Queen Elizabeth II, in her first-ever message delivered in 3D, urged her subjects not to forget the spirit of service that marks the Christmas season.

In her annual Christmas broadcast to her subjects, the Queen recalled what has been a year “of great celebration for many,” particularly for the Royal Family, which marked the Sovereign’s Diamond Jubilee.

The Queen called the celebrations to honour her 60 years on the throne “memorable” and “humbling,” and paid tribute to the “strength of fellowship and friendship” among those who gathered together for the various events.

The Queen also paid tribute to the “skill, dedication, training and teamwork” of British athletes at the London Summer Games.

She then paid tribute to those who aren’t able to spend the holidays with their families, including soldiers and police officers, for whom service comes first.

“Those serving in our armed forces, in our emergency services and in our hospitals, whose sense of duty takes them away from family and friends, will be missing those they love,” the Queen said. “And those who have lost loved ones may find this day especially full of memories. That’s why it’s important at this time of year to reach out beyond our familiar relationships to think of those who are on their own.”

She also noted the “spirit of togetherness” that marks the Christmas story, wherein Mary, Joseph and their baby were joined by shepherds and other visitors “from afar.”

“This is the time of year when we remember that God sent his only son to serve, not to be served. He restored love and service to the centre of our lives in the person of Jesus Christ,” the Queen said. “It is my prayer this Christmas Day that this example and teaching will continue to bring people together, to give the best of themselves in the service of others.”

She then wished her subjects “a happy Christmas.”

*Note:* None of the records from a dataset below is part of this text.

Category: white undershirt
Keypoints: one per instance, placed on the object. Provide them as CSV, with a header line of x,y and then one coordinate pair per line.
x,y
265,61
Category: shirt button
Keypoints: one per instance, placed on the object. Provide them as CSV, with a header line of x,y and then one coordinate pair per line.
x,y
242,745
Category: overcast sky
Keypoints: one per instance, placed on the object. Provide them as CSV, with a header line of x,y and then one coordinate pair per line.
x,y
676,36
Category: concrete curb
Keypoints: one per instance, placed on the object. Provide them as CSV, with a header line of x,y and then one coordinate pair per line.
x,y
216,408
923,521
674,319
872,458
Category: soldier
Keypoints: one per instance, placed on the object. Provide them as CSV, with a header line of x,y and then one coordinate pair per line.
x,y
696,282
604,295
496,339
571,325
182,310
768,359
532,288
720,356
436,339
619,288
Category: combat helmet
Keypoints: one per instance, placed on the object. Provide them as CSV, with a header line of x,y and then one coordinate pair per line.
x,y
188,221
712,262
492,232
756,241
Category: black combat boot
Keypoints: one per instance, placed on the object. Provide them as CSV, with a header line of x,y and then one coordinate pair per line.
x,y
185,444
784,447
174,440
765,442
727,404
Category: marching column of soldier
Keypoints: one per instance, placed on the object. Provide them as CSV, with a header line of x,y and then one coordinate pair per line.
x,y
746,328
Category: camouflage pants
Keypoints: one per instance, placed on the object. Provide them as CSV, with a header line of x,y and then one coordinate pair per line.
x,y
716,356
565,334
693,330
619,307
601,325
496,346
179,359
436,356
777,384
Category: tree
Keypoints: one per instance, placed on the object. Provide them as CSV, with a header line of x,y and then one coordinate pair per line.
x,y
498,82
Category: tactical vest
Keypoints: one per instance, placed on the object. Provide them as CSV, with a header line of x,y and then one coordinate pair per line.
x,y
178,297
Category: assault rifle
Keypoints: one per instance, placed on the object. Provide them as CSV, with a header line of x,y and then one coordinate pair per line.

Prime Minister Stephen Harper also released his annual Christmas message, though a much shorter one, saying Christmas is a time “for Canadians of all backgrounds to come together in appreciation of our most fortunate country.”

He praised Canada as an “island of stability” amid worldwide economic uncertainty, and vowed to encourage job creation and economic growth in 2013.

“But for now, let us be mindful of those who are less fortunate, be grateful for the service of our men and women in uniform, and let us give thanks for Canada, the best country in the world,” he said.

He closed by extending best Christmas and Hanukkah wishes from his family: wife Laureen, and children Ben and Rachel.